The YugabyteDB Tablet Server (YB-TServer) service is responsible for the input-output (I/O) of the end-user requests in a YugabyteDB cluster. Data for a table is split (sharded) into tablets. Each tablet is composed of one or more tablet peers, depending on the replication factor. Each YB-TServer hosts one or more tablet peers.
The following diagram depicts a basic four-node YugabyteDB universe, with one table that has 16 tablets and a replication factor of 3:
The tablet-peers corresponding to each tablet hosted on different YB-TServers form a Raft group and replicate data between each other. The system shown in the preceding diagram includes sixteen independent Raft groups. For more information, see Replication layer.
Within each YB-TServer, cross-tablet intelligence is employed to maximize resource efficiency. There are multiple ways the YB-TServer coordinates operations across tablets it hosts.
Server-global block cache
The block cache is shared across different tablets in a given YB-TServer, leading to highly-efficient memory utilization in cases when one tablet is read more often than others. For example, if one table has a read-heavy usage pattern compared to others, the block cache would automatically favor blocks of this table, as the block cache is global across all tablet peers.
YugabyteDB's compactions are size-tiered. Size-tier compactions have the advantage of lower disk write (I/O) amplification when compared to level compactions. There may be a concern that size-tiered compactions have a higher space amplification (that it needs 50% space head room). This is not true in YugabyteDB because each table is broken into several tablets and concurrent compactions across tablets are throttled to a specific maximum. The typical space amplification in YugabyteDB tends to be in the 10-20% range.
The compactions are throttled across tablets in a given YB-TServer to prevent compaction storms. This prevents, for example, high foreground latencies during a compaction storm.
The default policy ensures that doing a compaction is worthwhile. The algorithm tries to make sure that the files being compacted are not too disparate in terms of size.
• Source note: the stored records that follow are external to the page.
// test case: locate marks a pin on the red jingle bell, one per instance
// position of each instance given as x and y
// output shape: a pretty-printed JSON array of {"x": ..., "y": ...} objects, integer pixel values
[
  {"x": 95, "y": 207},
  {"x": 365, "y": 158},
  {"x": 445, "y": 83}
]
For example, it does not make sense to compact a 100GB file with a 1GB file to produce a 101GB file, because it would require a lot of unnecessary I/O for little gain.
Small and large compaction queues
Compactions are prioritized into large and small compactions with some prioritization to keep the system functional even in extreme I/O patterns.
In addition to throttling controls for compactions, YugabyteDB does a variety of internal optimizations to minimize impact of compactions on foreground latencies. For example, a prioritized queue to give priority to small compactions over large compactions to make sure the number of SSTable files for any tablet stays as low as possible.
YugabyteDB allows compactions to be externally triggered on a table using the
compact_table command in the yb-admin utility. This is useful when new data is no longer coming into the system for a table and you might want to reclaim disk space due to overwrites or deletes that have already happened, or due to TTL expiry.
Server-global memstore limit
Server-global memstore limit tracks and enforces a global size across the memstores for different tablets. This is useful when there is a skew in the write rate across tablets. For example, if there are tablets belonging to multiple tables in a single YB-TServer and one of the tables gets a lot more writes than the other tables, the write-heavy table is allowed to grow much larger than it could if there was a per-tablet memory limit. This allows good write efficiency.
Auto-sizing of block cache and memstore
The block cache and memstores represent some of the larger memory-consuming components. Since these are global across all the tablet-peers, this makes memory management and sizing of these components across a variety of workloads easy. Based on the RAM available on the system, the YB-TServer automatically gives a certain percentage of the total available memory to the block cache, and another percentage to memstores.
Distributing tablet load uniformly across data disks
On multi-SSD machines, the data (SSTable) and WAL (Raft write-ahead log) for various tablets of tables are evenly distributed across the attached disks on a per-table basis. This load distribution (also known as striping), ensures that each disk handles an even amount of load for each table.